- Color of berry skin: Blanc
- Species: Vitis vinifera
- Also called: see list of synonyms
- Origin: Italy
- Notable regions: Friuli-Venezia Giulia
- Notable wines: Colli Orientali del Friuli
- VIVC number: 9236

= Picolit =

Variety of grape

Picolit (also known as Piccolit and Piccolito) is a white Italian wine grape grown in the Friuli-Venezia Giulia region of northeast Italy. The grape is allowed in the Denominazione di origine controllata e garantita (DOCG) wines of Colli Orientali del Friuli. The grape is most commonly associated with sweet dessert wines often made in the passito style. Historically planted in poor and infertile vineyards, the grape gets its name from the very small stalk, which in friulian language is called pecolèt or pecolùt. The grape had a worldwide reputation in the 18th century when it was featured in royal courts from Great Britain to the Russian Empire. While experiencing cult wine popularity in the 1960s & 1970s, Picolit's extremely small yields have made it economically difficult to grow and has limited the number of plantings.

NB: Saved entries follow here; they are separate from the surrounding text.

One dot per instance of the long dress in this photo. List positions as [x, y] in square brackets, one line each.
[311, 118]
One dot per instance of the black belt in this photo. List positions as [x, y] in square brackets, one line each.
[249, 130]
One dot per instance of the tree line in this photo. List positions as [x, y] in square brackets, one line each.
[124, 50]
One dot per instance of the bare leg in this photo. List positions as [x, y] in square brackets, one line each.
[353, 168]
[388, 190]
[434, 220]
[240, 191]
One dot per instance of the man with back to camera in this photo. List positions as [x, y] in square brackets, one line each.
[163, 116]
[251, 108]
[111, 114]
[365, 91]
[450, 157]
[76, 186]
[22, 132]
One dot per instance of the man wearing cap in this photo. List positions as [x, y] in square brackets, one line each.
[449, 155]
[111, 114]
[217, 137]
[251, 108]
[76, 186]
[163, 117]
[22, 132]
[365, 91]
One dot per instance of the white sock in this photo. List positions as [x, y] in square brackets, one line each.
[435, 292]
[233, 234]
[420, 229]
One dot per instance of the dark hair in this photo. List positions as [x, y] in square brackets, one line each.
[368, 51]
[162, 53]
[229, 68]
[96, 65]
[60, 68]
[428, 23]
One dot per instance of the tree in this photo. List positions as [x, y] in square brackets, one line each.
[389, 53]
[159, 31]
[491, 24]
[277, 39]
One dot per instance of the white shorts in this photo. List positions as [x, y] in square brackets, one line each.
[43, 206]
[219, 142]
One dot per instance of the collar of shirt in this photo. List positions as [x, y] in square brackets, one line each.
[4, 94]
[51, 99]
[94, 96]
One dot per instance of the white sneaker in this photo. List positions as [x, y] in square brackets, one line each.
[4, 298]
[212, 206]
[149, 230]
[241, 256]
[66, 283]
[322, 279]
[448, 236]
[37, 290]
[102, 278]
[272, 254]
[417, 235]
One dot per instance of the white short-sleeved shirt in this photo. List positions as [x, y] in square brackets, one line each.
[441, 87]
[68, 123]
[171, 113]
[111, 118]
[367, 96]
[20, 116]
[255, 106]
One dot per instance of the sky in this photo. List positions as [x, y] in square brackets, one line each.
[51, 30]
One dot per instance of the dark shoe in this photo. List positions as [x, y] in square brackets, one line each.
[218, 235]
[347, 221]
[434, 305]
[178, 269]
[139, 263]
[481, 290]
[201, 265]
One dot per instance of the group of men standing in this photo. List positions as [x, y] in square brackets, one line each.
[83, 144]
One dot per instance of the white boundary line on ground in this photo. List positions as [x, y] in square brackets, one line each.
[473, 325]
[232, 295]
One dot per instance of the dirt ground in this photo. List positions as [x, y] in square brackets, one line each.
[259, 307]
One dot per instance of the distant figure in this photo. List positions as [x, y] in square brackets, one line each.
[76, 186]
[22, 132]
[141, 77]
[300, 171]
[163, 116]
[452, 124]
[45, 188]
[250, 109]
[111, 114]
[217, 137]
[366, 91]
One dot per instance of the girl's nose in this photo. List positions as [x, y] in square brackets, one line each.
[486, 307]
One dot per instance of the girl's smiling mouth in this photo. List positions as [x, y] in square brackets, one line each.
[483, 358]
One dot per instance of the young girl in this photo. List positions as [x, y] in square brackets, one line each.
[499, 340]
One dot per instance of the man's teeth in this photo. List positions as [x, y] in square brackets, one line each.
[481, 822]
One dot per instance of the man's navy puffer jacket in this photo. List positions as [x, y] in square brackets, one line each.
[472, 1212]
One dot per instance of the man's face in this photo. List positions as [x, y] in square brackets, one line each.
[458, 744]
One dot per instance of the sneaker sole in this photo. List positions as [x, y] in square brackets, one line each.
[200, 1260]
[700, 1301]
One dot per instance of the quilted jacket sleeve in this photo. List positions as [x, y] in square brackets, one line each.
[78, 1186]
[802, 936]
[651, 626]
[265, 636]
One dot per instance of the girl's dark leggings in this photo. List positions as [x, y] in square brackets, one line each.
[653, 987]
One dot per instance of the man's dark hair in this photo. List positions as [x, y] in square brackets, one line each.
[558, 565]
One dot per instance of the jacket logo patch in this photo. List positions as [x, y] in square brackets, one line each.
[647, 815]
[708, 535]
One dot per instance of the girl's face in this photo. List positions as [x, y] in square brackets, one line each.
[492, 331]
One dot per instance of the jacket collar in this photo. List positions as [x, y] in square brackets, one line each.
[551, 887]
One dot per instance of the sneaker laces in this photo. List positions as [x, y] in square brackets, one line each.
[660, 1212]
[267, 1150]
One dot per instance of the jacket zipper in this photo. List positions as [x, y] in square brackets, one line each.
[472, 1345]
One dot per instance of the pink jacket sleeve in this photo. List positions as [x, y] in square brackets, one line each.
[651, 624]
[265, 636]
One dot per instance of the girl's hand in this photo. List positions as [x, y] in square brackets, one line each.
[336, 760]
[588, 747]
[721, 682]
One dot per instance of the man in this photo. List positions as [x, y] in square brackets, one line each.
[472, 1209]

It was assumed to be identical with the Hungarian grape variety Kéknyelű. But in 2006 isoenzymes and microsatellite analyses have confirmed that these two cultivars are different.

==History==
While the exact origins of the grape are not clear, Picolit was well known internationally during the 18th century as a favorite of Count Fabio Asquini. The Count oversaw production of more than 100,000 bottles that was exported to the royal courts of the Holy Roman Empire, Great Britain, France, the Netherlands, Russia, Saxony and Tuscany as well as the Vatican. Asquini was a pioneer who left diligent notes on his growing and winemaking methods to coax the most out of the limited resources that the Picolit vine produces, but the difficulty in growing the vine led to a sharp decline in plantings. The Perusini family invested many resources during the 20th century to develop new clones that would be easier to cultivate but still retain the desirable characteristics of the grape. While a brief spike in popularity in the 1960s & 1970s did elevate the Picolit wine to cult wine status, the work of the Perusini family is credited with keeping the grape from extinction. The popularity of Picolit wine has led to the illegal practice of blending it with inferior quality Verduzzo to stretch the supply.

==Wine styles==
The Picolit grape balance of acidity and sugar lends itself well to dessert wine production. Both late harvest and passito styles are made. With passito wines, the Picolit grapes are normally harvested in mid-October and then dried to raisins on straw mats before pressing. The late harvest styles are picked several weeks later, just before the grapes raisin on the vine. After fermentation, the wine is aged-often in oak barrels. In addition to being served after dinner, the wine is also considered a vino da meditazione or apéritif that can be served alone. Picolit wines tend to be characterized by soft floral aromas with peach and apricot flavors.

== Synonyms ==
Picolit is also known under the synonyms Balafan, Balafant, Blaustengler, Blaustingl Weiss, Kel'ner, Peccoleto Bianco, Piccolet, Piccoletta, Piccolit, Piccoliti Bianco, Piccolito, Piccolito Bianco, Piccolito del Friuli, Piccolitt, Piccolitto, Piccolitto Friulano, Picoleto Bianco, Piculit, Pikolit, Pikolit Weiss, Piros Keknyelü, Ranful Weiss, Szabo Istvan, Szod Bajor, Uva del Friuli, Weisser Blaustingl, Weisser Ranful, and Wisellertraube Weiss, but none of these is present in Friuli and Italy, except "Picolit" which is the only guaranteed and protected name.